Wellington is the ‘capitol’ of New Zealand and having that title in a legitimate sense determines a more circumspect synopsis. Wellington, like Canberra is an extremely poor location for a Capitol City. Auckland and Sydney in hindsight were perfectly logical choices but second rate considerations win the day, all in the name of compromise. Wellington is a cold windswept valley that if you took away the ‘house of parliament’ very few people would choose to live there.
The government drives the economy. Produces very little but burns money that on the rebound creates ‘wealth’??
Given these decisions of the past have been made Wellington, not unexpectedly is a well catered for city.

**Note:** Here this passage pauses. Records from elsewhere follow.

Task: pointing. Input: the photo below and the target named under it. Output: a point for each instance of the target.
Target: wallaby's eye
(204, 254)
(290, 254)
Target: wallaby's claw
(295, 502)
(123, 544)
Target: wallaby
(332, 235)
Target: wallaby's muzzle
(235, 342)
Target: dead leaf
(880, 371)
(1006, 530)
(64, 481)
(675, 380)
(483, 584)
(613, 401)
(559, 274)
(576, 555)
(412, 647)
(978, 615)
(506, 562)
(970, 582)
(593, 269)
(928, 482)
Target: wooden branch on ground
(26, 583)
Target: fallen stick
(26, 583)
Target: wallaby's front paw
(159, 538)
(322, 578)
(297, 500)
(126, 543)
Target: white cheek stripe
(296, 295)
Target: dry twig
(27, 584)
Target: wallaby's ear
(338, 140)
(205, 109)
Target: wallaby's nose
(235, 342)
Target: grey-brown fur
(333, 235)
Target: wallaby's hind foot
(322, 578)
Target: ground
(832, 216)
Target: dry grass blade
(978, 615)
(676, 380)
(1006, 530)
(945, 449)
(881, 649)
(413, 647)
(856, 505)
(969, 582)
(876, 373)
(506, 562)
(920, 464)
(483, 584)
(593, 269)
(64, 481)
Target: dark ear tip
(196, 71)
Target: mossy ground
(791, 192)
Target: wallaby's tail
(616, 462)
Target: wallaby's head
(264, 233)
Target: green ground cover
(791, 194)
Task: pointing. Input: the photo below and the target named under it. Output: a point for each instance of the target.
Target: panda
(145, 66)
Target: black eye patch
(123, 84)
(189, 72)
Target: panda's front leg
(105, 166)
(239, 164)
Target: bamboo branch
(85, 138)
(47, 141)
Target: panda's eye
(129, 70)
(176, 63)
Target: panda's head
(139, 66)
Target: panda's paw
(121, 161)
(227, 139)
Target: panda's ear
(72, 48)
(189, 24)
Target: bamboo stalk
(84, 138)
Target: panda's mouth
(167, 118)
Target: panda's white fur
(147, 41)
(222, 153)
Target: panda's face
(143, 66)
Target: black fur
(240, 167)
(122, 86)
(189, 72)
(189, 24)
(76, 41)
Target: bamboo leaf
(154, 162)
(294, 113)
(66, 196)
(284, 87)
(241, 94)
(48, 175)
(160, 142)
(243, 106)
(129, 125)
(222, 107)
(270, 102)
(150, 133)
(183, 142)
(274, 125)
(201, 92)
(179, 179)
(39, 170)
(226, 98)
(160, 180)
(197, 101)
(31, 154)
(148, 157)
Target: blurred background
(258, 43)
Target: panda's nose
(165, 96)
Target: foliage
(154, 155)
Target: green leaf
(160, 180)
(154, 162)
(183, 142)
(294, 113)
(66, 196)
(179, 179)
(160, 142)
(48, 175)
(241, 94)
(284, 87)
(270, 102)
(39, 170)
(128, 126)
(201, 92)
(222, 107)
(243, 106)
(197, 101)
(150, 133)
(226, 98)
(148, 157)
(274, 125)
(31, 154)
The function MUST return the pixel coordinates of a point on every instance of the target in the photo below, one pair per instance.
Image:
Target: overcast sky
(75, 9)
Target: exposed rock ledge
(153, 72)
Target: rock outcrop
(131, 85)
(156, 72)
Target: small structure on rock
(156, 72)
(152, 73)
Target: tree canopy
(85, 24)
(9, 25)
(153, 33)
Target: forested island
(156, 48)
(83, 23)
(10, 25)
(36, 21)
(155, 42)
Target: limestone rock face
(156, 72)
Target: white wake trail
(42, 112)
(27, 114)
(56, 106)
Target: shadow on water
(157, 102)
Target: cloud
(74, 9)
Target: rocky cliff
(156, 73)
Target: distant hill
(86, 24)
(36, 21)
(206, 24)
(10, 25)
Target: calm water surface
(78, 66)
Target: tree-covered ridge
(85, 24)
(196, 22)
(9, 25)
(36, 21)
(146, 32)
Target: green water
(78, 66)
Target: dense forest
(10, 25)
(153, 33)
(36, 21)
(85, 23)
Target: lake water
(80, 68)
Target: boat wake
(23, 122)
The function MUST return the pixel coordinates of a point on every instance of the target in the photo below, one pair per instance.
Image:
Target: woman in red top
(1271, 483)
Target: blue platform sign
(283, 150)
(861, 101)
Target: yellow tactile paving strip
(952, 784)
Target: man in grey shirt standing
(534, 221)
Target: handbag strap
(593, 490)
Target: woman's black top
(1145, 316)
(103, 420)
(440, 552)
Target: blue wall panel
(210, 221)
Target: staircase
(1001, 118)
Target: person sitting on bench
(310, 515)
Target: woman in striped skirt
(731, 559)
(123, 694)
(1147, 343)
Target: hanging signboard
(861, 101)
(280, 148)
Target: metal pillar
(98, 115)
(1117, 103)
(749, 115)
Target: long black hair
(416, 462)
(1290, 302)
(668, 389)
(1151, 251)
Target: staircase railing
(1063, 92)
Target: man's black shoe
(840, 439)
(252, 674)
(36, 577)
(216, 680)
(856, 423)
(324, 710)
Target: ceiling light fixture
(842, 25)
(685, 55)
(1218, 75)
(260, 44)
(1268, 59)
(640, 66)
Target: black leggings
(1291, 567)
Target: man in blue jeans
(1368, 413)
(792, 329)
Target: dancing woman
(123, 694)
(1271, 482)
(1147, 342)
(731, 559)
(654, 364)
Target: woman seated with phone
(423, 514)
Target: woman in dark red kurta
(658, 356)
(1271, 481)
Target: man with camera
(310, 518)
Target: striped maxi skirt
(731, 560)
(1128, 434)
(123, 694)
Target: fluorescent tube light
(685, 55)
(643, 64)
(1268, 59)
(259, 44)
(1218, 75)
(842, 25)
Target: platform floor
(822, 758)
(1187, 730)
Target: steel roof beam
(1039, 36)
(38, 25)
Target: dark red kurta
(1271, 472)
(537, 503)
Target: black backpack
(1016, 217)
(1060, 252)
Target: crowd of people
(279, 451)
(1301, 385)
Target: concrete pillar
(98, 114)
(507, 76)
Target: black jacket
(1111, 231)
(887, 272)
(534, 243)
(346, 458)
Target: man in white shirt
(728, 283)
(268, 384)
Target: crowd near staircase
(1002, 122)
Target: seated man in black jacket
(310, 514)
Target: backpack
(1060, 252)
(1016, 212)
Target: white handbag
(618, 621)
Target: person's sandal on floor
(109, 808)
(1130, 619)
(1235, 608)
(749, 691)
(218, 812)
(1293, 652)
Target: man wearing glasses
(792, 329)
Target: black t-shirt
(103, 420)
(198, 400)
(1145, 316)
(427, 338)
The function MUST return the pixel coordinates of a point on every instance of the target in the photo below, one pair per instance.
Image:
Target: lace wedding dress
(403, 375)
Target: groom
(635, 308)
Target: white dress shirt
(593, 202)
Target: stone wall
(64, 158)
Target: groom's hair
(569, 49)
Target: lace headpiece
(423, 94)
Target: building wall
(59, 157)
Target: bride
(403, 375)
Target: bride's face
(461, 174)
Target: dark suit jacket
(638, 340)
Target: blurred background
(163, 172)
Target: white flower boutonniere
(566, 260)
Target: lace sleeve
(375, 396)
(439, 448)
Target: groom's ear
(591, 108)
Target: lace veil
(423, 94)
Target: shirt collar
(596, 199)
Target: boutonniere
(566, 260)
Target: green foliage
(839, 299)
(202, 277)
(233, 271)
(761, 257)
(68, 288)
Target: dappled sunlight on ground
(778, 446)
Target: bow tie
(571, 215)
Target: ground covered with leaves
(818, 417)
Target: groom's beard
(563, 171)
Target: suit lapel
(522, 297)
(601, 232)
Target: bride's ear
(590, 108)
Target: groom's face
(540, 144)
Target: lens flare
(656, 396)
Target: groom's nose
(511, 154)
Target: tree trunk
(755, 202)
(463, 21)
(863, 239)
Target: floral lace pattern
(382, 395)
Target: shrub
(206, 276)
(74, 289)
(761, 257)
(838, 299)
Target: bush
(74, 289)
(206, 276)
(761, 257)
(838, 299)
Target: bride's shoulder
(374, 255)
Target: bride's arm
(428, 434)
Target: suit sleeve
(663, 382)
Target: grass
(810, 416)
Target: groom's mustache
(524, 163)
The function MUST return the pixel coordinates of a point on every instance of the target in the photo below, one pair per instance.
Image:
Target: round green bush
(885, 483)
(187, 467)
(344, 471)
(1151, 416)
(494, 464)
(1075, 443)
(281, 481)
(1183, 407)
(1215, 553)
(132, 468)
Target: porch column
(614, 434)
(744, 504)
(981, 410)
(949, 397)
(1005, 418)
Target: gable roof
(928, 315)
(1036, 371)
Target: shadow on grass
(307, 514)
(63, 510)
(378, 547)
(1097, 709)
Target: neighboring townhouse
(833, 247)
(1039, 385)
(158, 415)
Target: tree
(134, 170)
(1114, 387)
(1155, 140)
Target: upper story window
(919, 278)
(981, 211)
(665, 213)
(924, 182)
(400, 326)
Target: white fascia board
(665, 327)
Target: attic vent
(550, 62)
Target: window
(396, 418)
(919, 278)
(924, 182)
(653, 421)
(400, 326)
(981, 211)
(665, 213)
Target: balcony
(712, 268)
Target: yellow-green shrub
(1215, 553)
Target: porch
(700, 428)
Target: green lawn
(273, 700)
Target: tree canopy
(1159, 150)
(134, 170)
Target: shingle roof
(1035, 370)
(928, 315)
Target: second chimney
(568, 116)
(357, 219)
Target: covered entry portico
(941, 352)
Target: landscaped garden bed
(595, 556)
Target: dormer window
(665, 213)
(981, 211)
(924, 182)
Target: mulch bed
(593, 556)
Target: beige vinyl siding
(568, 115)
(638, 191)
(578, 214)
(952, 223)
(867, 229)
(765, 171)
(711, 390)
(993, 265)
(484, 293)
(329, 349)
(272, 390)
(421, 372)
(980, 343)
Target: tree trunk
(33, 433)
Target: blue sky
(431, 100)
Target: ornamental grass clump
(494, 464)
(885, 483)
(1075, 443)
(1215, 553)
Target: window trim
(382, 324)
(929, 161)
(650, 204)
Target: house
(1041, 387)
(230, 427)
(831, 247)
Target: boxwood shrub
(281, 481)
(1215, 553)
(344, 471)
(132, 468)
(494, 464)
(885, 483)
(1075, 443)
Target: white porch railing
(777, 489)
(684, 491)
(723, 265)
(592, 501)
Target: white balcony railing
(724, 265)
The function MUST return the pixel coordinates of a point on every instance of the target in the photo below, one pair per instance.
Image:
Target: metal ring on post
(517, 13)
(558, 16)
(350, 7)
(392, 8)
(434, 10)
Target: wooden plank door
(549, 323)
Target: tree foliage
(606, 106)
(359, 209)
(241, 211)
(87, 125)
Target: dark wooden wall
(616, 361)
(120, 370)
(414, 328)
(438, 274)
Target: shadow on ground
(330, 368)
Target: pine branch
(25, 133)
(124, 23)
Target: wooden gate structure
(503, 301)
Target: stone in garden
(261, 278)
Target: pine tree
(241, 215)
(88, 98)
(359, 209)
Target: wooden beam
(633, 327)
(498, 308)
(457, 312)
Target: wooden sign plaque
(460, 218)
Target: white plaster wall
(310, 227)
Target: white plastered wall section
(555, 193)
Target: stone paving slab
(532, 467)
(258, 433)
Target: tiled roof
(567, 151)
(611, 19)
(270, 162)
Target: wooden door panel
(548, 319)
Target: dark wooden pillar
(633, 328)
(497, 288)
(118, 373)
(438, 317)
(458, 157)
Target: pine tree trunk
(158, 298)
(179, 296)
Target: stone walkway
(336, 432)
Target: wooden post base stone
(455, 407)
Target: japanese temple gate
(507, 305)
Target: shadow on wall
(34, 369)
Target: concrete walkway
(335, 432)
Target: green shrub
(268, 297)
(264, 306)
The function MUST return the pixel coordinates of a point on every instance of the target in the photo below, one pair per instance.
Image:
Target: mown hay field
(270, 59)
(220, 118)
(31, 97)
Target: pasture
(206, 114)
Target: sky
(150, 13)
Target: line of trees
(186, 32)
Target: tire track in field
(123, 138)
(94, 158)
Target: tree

Wellington was named after the first Duke of Wellington and victor of the Battle of Waterloo.
European settlement began with the arrival of an advance party of the New Zealand Company on the ship Tory, on 20 September 1839, followed by 150 settlers on the Aurora on 22 January 1840.
In 1865, Wellington became the capital of New Zealand, replacing Auckland, which William Hobson had established as the capital in 1841. The population of Wellington was then 4,900. Auckland at the time had exceeded 100,000.
Wellington is home to a number of museums including and among others Te Papa (the Museum of New Zealand), the Museum of Wellington City & Sea, the Katherine Mansfield Birthplace Museum, the New Zealand Cricket, and Old Saint Paul's.